AI is developing so fast and being applied across the board so widely that its accelerative effect will be exponential, said DDN co-founder Paul Bloch, and it will need tens of thousands of GPUs and exabytes of storage.
Bloch, DDN’s president, was presenting to the faculty of Purdue University at a Cyberinfrastructure Symposium last month. He said that modern AI’s arrival and speed was astounding.
He had a chart that shows “how LLM has evolved over the past few years. And, what you can see here is that in the short three years, the models’ size increased over a thousand times and the GPU memory has increased times five.”
But this is small potatoes: “Picture the fact that right now ChatGPT uses data that’s about four or five years old, so ChatGPT doesn’t even have the data for the past four years. We’ve probably created much more data than the years before over the past four years. So, this is just the infancy.”
He likened Gen AI stages to biological brains: “I recall AlexNet being able to classify in a smart way. … It’s about 262 petaflops in AI terms. It’s not the same as HPC petaflops. But this is equivalent to a worm brain.”
He said: “Then, you have autonomous driving. It’s a race to get to full autonomy and to do that, you need to have about 6 billion miles proven or in simulation. So, you need to show 6 billion miles on your software without any accident or any problem. That requires a lot of compute and storage as well, and what’s interesting is a large-scale SuperPOD is still the size of a fly brain.”
Accelerating storage bandwidth
GPUs need fast data transfer from storage, with Bloch saying: “As an overall rule, one GPU will require about one to two gigabytes a second of data storage. … If you buy a thousand GPUs, you’re going to need about a terabyte a second. .. We’re deploying systems today over the past couple quarters that are delivering 5 terabytes, 10 terabytes a second.”
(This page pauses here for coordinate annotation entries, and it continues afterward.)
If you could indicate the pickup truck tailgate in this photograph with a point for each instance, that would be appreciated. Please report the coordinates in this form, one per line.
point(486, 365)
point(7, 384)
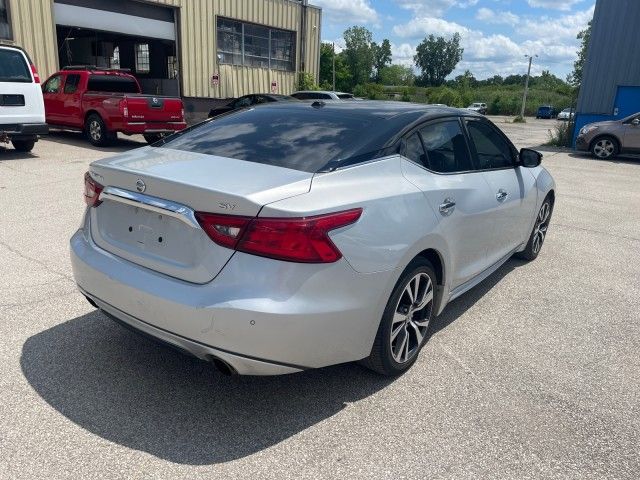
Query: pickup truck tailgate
point(148, 108)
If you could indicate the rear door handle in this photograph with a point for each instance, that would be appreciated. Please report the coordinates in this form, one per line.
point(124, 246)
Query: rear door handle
point(447, 207)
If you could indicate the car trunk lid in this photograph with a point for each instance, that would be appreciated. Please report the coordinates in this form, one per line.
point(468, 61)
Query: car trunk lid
point(150, 196)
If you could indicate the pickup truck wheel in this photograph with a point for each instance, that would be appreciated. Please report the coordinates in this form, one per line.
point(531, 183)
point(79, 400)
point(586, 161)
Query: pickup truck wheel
point(153, 137)
point(23, 145)
point(96, 131)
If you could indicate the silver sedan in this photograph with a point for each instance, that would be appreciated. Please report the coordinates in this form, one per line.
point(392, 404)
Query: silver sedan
point(294, 236)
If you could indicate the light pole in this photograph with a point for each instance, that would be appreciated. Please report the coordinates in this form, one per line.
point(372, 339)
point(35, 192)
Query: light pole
point(334, 66)
point(526, 85)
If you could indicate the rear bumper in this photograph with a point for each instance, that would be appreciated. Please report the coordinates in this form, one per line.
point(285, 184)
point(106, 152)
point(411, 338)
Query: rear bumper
point(16, 130)
point(582, 143)
point(260, 316)
point(133, 128)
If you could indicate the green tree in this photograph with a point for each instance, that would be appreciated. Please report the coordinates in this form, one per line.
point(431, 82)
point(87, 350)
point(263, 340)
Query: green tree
point(381, 57)
point(358, 54)
point(397, 75)
point(575, 78)
point(343, 76)
point(436, 57)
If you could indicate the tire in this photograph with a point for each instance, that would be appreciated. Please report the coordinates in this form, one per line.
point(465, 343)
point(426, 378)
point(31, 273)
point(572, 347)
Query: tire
point(153, 137)
point(539, 233)
point(96, 131)
point(604, 147)
point(23, 145)
point(404, 326)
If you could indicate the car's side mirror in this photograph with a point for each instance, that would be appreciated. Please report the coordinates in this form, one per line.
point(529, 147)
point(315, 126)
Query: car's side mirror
point(530, 158)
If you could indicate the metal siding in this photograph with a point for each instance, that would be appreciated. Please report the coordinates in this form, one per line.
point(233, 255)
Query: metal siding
point(34, 30)
point(612, 55)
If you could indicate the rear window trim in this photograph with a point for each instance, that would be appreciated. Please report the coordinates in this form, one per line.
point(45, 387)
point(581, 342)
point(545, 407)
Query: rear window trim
point(26, 60)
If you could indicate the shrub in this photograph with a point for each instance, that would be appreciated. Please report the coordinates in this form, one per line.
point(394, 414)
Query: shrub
point(306, 82)
point(560, 136)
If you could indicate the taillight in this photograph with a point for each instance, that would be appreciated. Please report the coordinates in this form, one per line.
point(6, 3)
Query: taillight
point(225, 230)
point(92, 190)
point(292, 239)
point(34, 70)
point(124, 108)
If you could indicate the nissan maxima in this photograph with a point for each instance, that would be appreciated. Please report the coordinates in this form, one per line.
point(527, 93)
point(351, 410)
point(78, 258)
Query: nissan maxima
point(293, 236)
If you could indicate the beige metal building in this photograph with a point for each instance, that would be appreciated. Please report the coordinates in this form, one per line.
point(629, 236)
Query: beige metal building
point(199, 49)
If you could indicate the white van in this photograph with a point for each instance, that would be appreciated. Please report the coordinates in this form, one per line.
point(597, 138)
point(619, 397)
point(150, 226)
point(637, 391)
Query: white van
point(21, 104)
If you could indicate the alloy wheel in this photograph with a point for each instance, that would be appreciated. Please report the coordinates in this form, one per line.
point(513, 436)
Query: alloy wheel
point(604, 148)
point(542, 224)
point(411, 318)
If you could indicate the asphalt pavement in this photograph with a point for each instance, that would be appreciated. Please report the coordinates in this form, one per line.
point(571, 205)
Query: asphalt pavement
point(533, 374)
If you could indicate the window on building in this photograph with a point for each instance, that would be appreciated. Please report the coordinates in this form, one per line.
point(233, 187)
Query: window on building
point(5, 20)
point(254, 45)
point(142, 58)
point(114, 61)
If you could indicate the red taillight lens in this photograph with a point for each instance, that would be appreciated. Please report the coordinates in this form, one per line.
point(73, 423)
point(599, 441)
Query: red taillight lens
point(34, 70)
point(291, 239)
point(92, 190)
point(124, 108)
point(225, 230)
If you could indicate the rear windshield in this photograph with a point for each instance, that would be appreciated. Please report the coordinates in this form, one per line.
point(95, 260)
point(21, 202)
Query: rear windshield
point(305, 140)
point(112, 83)
point(13, 67)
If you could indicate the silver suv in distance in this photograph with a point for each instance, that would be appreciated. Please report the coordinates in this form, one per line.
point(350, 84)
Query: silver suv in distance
point(294, 235)
point(607, 139)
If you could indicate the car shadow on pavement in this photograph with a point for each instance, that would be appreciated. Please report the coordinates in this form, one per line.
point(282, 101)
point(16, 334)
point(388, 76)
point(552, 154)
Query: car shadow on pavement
point(8, 153)
point(148, 397)
point(463, 303)
point(620, 159)
point(77, 139)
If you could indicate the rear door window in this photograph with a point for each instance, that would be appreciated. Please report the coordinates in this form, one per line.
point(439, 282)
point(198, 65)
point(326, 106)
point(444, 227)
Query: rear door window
point(13, 66)
point(53, 84)
point(492, 150)
point(71, 84)
point(446, 147)
point(112, 83)
point(413, 150)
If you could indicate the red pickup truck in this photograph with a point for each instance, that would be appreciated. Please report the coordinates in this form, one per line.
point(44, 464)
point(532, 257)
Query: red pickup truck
point(102, 102)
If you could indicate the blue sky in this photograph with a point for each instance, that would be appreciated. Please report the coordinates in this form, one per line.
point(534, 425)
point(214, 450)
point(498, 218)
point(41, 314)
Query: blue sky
point(496, 34)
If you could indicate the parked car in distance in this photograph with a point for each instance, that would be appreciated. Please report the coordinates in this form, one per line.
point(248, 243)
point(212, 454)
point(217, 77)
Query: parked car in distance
point(22, 116)
point(322, 95)
point(294, 235)
point(103, 102)
point(608, 139)
point(479, 107)
point(249, 100)
point(545, 111)
point(566, 114)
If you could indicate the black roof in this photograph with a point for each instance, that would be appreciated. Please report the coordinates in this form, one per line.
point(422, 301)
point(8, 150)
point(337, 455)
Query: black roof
point(317, 136)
He added: “Some of the larger systems that we’ve deployed … in the past two-three months is 20,000 GPUs, and the only reason why it’s not more is because they cannot get their hands fast enough on them. So, 20,000 GPUs and a hundred of our systems. So, a hundred of those systems deliver about 10 terabytes a second. And, the capacity is about 40 or 50 petabytes and they’re just starting.”
It’s not going to be enough. Storage delivery speeds are going to have to increase, as are the capacities needed: “We’ve been thinking gigabytes a second. Now it’s going to be hundreds of gigabytes a second or terabytes a second or tens of terabytes a second. We will have a handful of systems running at 50 to 100 terabytes a second before the end of 2024. And, they will have probably between 100 and 500 petabytes of data attached to it. That’s the hot file system, right? I’m not even talking about the cold file system behind which will be in the exabytes.”
Accelerated AI buy decisions
Generative AI development speed and potential is so huge that AI-related IT purchasing decisions are being made much faster than others. Bloch said: ”We started the year saying, ‘Okay, it’s going to be the same year as usual.’ Great, having fun…and then ChatGPT happened and the world changed. At all levels, it’s already changed. That means that what we have seen in the second quarter, and in the third quarter is totally inordinate. We are seeing companies go from ‘we need to get into AI, we need to do either internal ChatGPT or we need to do LLM’ and so forth decision process within two weeks.
“From the first talks to those companies to an actual purchase order to deliver systems…about two weeks. We’ve never seen that. We don’t know if it’s going to keep on going, but this is basically the way industry sees AI.
“They see it as a ‘do or die’ situation and a lot of them, the big guys, are putting their money where their mouth is.”
Part of the urgency they feel is “because if you don’t do it, and someone’s going to have a better service, better access to customers, better service to customers, better response, more efficiency people-wise – you’re going to have an issue with your company.”
Block thinks: ”We are in a new era because the world has been delivering a lot of R&D, a lot of advancements across the board. You can talk about transportation, precision therapies, digital wallets, biology, bioinformatics, 3D printing, autonomous – you name it. All these technologies have already been developed and delivered, but now they’re going to be catalyzed with AI.
He says: “You can get to a whole different level if you apply AI to any and all of these technologies.”
And the future?
The accelerated AI development rate is huge. Bloch said: “What’s next? I don’t even know. All I know is that the speed of creation is going to accelerate… So, the cycles are shortening themselves very fast.”
What’s next for DDN’s filesystem? “We’ve been working on the next generation file system for the past six-seven years. It’s not replacing the current one we have, but it’s going to be a, we call it, a next generation for the future. So, on-prem, in the cloud, instantiating as software or appliances that’s going to be able to be workload-centric, intelligent in fashion, on a guarantee of service, and being able to deliver access to data in a simpler, more efficient and cost-efficient matter.”
More of the same but faster, smarter and simpler to use.